In addition to evaluating the safety of software as a medical device (SaMD), the agency needs to devote more resources to evaluating its efficacy and quality.
John Halamka, M.D., president, Mayo Clinic Platform, and Paul Cerrato, senior research analyst and communications specialist, Mayo Clinic Platform, wrote this article.
The FDA’s approach to software as a medical device (SaMD) has been evolving. Consider a few examples.

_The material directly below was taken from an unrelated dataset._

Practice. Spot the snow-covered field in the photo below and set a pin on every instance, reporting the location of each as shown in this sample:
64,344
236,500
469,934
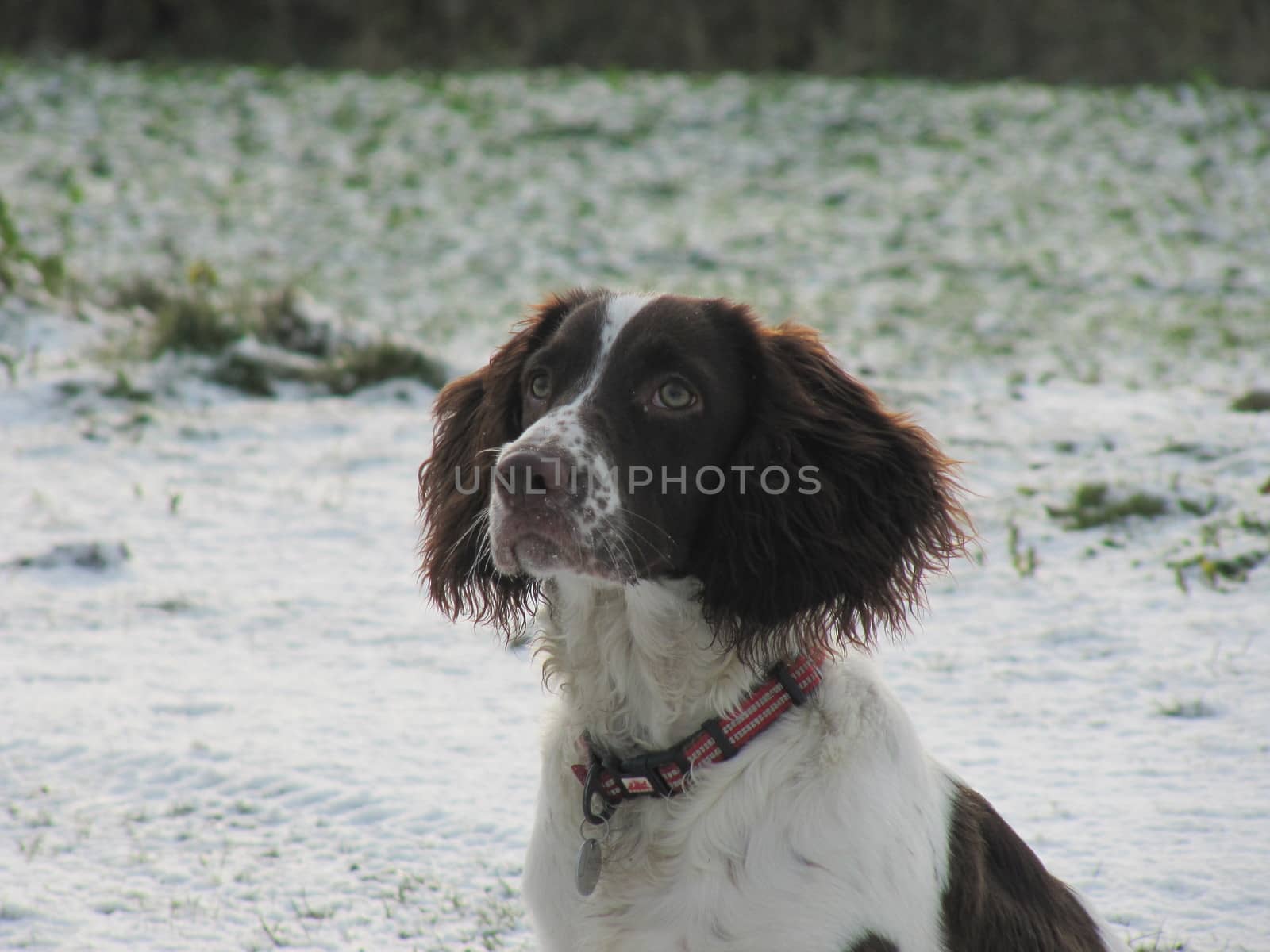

In 2018, IDx-DR, a software system used to improve screening for retinopathy, a common complication of diabetes that affects the eye, became the first AI-based medical device to receive US Food and Drug Administration clearance to “detect greater than a mild level of … diabetic retinopathy in adults who have diabetes.” To arrive at that decision, the agency not only reviewed data to establish its safety, it also took into account prospective studies, an essential form of evidence that clinicians look for when trying to decide if a device or product is worth using. The software was the first medical device approved by the FDA that does not require the services of a specialist to interpret the results, making it a useful tool for health care providers who may not normally be involved in eye care. The FDA clearance emphasized the fact that IDx-DR is a screening tool not a diagnostic tool, stating that patients with positive results should be referred to an eye care professional. The algorithm built into the IDx-DR system is intended to be used with the Topcon NW400 retinal camera and a cloud server that contains the software.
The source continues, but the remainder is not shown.